Meaning This is classical arithmetic problem. The problem of finding the number of chickens and rabbits each in a cage, knowing how many chickens and rabbits*** and how many feet are in the cage, is called the first chicken and rabbit in the same cage problem. Knowing the total number of chickens and rabbits and the difference between the feet of the chickens and the feet of the rabbits, the problem of finding how many chickens and rabbits each are is called the second chicken and rabbit in the same cage problem.
Quantitative Relationships First Chicken and Rabbit Problems:
If we assume all chickens, then we have
Number of Rabbits = (Actual Feet - 2×Total Number of Chickens and Rabbits) ÷ (4-2)
If we assume all rabbits, then we have
Number of Chickens = (4×Total Number of Chickens and Rabbits) ÷ (4-2) -The second problem of chickens and rabbits in the same cage:
Assuming all chickens, there are
Number of rabbits = (2×total number of chickens and rabbits - the difference between the feet of chickens and rabbits)÷(4+2)
Assuming all rabbits, there are
Number of chickens = (4 × total number of chickens and rabbits + difference between chickens and rabbits' feet) ÷ (4 + 2)
Solution Ideas and Methods To solve these questions, we generally use the hypothesis method, either by assuming that they are all chickens, or by assuming that they are all rabbits. If the first assumption is chicken, and then the rabbit for chicken; if the first assumption is rabbit, and then the chicken for rabbit. This type of problem is also called a substitution problem. The problem is solved by first assuming and then replacing.
Example 1 A long-haired rabbit and a reed-flower chicken, a chicken and a rabbit in a cage. Counting the head there are thirty-five, feet count *** there are ninety-four. Please count carefully, how many rabbits and how many chickens?
Solution Assuming that all 35 are rabbits, then
Number of chickens = (4×35-94) ÷ (4-2) = 23
Number of rabbits = 35-23 = 12
Or you can start by assuming that all 35 are chickens, then
Number of rabbits = (94-2 x 35) ÷ (4-2) = 12 (only)
Number of chickens = 35-12 = 23 (only)
Answer: there are 23 chickens and 12 rabbits.
Example 2: 2 acres of spinach should be fertilized with 1 kg of fertilizer, 5 acres of cabbage should be fertilized with 3 kg of fertilizer, 16 acres of both kinds of vegetables*** and 9 kg of fertilizer, how many acres of cabbage are there?
Solution This problem is actually a modified "chicken and rabbit" problem. "per acre of spinach fertilizer (1 ÷ 2) kg" and "each chicken has two feet" corresponds to, "per acre of cabbage fertilizer (3 ÷ 5) kg" and " (3÷5) kg of fertilizer per acre of cabbage" corresponds to " 4 feet per rabbit", "16 acres" corresponds to "total number of chickens and rabbits", "9 kg" corresponds to "9 kg" corresponds to "total number of feet of chickens and rabbits". Assuming that all 16 acres are spinach, there are
Cabbage acres = (9-1÷2×16) ÷ (3÷5-1÷2) = 10
Answer: There are 10 acres of cabbage.
Example 3 Mr. Lee buys the school 45 workbooks and journals*** for $69. The workbooks cost $3 .20 each and the journals cost $0.70 each. How many copies of each of the workbooks and journals were bought?

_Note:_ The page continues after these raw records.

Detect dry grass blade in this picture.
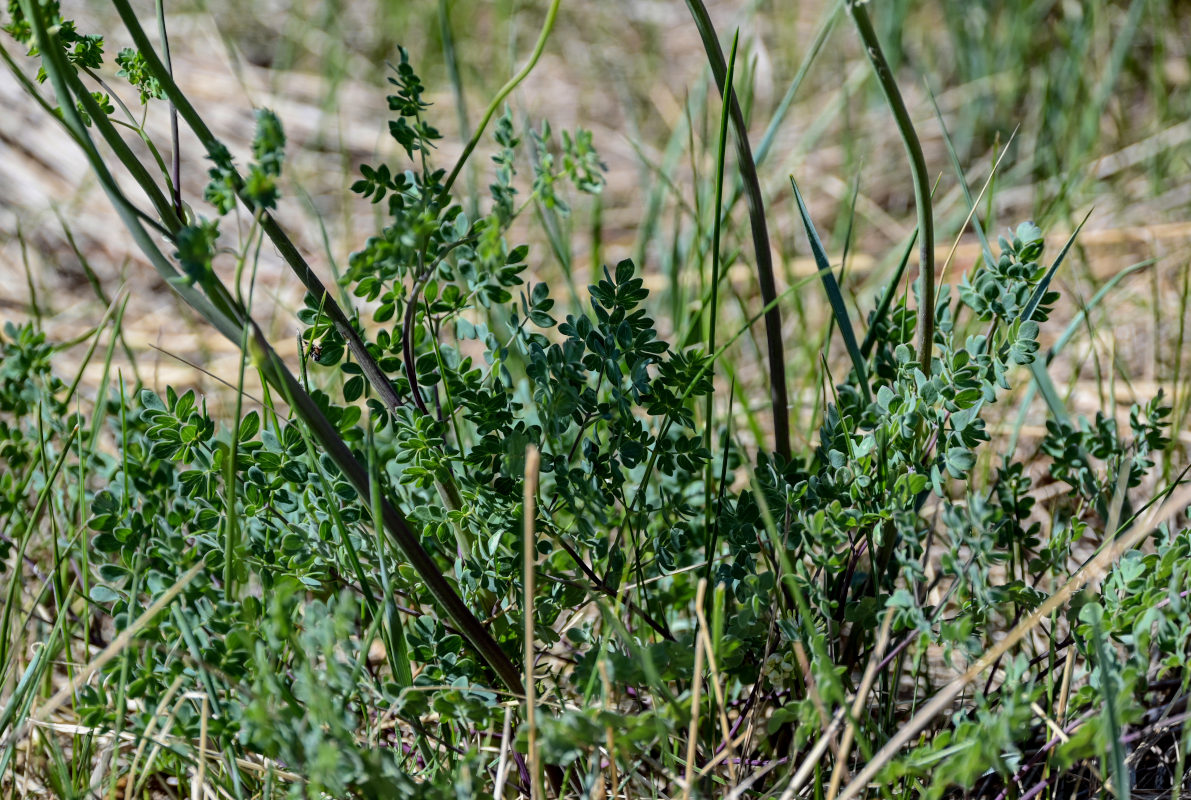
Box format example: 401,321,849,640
0,561,206,748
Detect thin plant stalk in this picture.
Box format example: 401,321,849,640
686,0,790,460
848,0,935,377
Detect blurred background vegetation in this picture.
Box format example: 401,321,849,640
0,0,1191,452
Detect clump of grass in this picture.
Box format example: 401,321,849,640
0,0,1191,800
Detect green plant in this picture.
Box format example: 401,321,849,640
0,0,1191,798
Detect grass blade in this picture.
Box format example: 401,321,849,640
686,0,790,460
790,175,873,402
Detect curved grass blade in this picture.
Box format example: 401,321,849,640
860,227,918,361
790,175,873,402
686,0,790,460
1022,211,1092,321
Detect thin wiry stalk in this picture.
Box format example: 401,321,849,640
30,0,522,692
686,0,790,460
848,0,935,377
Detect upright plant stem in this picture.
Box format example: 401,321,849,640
848,0,935,377
686,0,790,458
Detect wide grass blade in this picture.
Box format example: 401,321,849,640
790,176,873,402
686,0,790,460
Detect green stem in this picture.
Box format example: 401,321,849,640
686,0,790,460
442,0,562,195
848,0,935,377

Solution This problem can be adapted to a "chicken and rabbit" problem. Assuming that all 45 books are journals, there are
Number of homework books = (69-0.70×45) ÷ (3.20-0.70) = 15
Number of journals = 45-15 = 30
Answer: There are 15 homework books and 30 journals. books and there are 30 journals.
Example 4 (Second Chicken and Rabbit Problem) There are 100 chickens and rabbits***, and there are 80 more chicken feet than rabbit feet, so how many chickens and rabbits are there?
Solution Assuming that all 100 are chickens, there are
Rabbits = (2×100-80) ÷ (4+2) = 20
Chickens = 100-20 = 80
Answer: There are 80 chickens and 20 rabbits.
Example 5 There are 100 buns for 100 monks to eat, one of the big monks eats 3 buns, and 3 of the small monks eat 1 bun, how many monks of each size are there?
Solution Assuming that all of the big monks, then *** eat buns (3 × 100), more than the actual eat (3 × 100-100), this is because the small monks are also counted as big monks, so we ensure that the total number of monks 100 unchanged in the case of the "small" for the "big". "Therefore, if we exchange a small monk for a big one, we can reduce the number of monks by (3-1/3), while keeping the total number of monks the same at 100. Therefore, *** has small monks
(3×100-100)÷(3-1/3)=75(people)
** has big monks 100-75=25(people)
Answer: *** has 25 big monks and 75 small monks. people.